Question: Master dictionary of database file (2D dictionary) using Biopython, then specify key with string
gravatar for incensefrenzie2006
2.5 years ago by
incensefrenzie20060 wrote:

My goal is to create a 2d dictionary, search for some sequence ids, and then writes the organism name with the amino acid sequence to a file

I have a working code that creates one dictionary, and looks for the id numbers that I want, and writes it to a file. I am unable to iterate through all my files, but it only returns the id number. I was looking to return the organism name as the key.

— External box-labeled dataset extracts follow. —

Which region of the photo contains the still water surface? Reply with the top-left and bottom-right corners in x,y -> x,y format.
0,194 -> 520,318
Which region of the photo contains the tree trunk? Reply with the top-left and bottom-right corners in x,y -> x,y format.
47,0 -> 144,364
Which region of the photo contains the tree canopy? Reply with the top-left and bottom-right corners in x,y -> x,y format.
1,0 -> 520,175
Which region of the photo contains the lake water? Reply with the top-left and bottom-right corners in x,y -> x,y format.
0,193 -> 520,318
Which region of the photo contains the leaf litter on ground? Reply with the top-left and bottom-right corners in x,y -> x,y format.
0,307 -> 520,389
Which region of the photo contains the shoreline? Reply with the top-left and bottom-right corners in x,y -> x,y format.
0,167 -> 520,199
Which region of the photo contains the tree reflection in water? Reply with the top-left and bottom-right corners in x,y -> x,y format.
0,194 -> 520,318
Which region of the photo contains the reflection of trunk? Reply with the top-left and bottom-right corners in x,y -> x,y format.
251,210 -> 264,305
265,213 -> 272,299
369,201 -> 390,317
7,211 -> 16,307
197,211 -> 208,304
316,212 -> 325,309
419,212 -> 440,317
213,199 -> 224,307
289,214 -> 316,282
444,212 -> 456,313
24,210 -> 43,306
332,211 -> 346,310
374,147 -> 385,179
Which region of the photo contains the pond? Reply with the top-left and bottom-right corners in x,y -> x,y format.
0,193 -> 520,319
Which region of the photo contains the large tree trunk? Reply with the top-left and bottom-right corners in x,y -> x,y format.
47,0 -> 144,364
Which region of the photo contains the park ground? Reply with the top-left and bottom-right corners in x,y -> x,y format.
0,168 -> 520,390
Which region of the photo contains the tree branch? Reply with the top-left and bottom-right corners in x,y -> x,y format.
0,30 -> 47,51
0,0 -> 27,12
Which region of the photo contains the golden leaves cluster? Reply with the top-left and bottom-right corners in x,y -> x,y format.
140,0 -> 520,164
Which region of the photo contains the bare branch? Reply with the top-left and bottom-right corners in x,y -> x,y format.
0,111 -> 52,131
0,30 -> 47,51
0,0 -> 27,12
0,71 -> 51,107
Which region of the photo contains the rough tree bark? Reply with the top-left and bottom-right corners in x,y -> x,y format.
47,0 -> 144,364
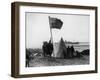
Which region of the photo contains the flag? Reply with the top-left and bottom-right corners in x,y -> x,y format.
49,16 -> 63,29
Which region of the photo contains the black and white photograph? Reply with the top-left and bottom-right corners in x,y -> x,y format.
12,2 -> 97,77
25,12 -> 90,67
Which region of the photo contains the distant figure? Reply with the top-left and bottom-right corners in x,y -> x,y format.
26,49 -> 31,67
67,46 -> 70,58
70,45 -> 75,57
42,40 -> 53,57
42,41 -> 49,57
48,40 -> 53,57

I have seen many examples on how to parse a single file as a dictionary to retrieve a dictionary as id:seq. Another example I seen seems to turn the header into a string, then split, but I am unsuccessful. Some of my headers have commas, and some do not. The examples I seen were splitting on ("|")

>EFE00375.1 S-adenosylmethionine-dependent methyltransferase, YraL family [Lactobacillus crispatus 214-1]

My command python L_214.txt P_1_Results.txt P_1_Clustal.txt

import sys
from Bio import SeqIO

aa_db_file = sys.argv[1]  # Amino Acid Database file ~ 17 files
accession_id_file = sys.argv[2] # Accession IDs  file ~ 18 accession id numbers
file_for_clustal = sys.argv[3] # Output fasta file

wanted = set()
with open(accession_id_file) as f:
    for line in f:
        line = line.strip()
        if line != "":

fasta_database = SeqIO.parse(open(aa_db_file),'fasta')
#fasta_database = Seq.IO.index("file_name", "fasta")  Also seen this in many examples

with open(file_for_clustal, "w") as f:
    for seq in fasta_database:
        if in wanted:
            SeqIO.write([seq], f, "fasta")

#Desired output
#crispatus 214-1:seq
dictionary python fasta • 1.2k views
ADD COMMENTlink modified 2.5 years ago by cindy.perscheid90 • written 2.5 years ago by incensefrenzie20060

Hi, could you please specify your concrete question here (it seems there are a couple of them)?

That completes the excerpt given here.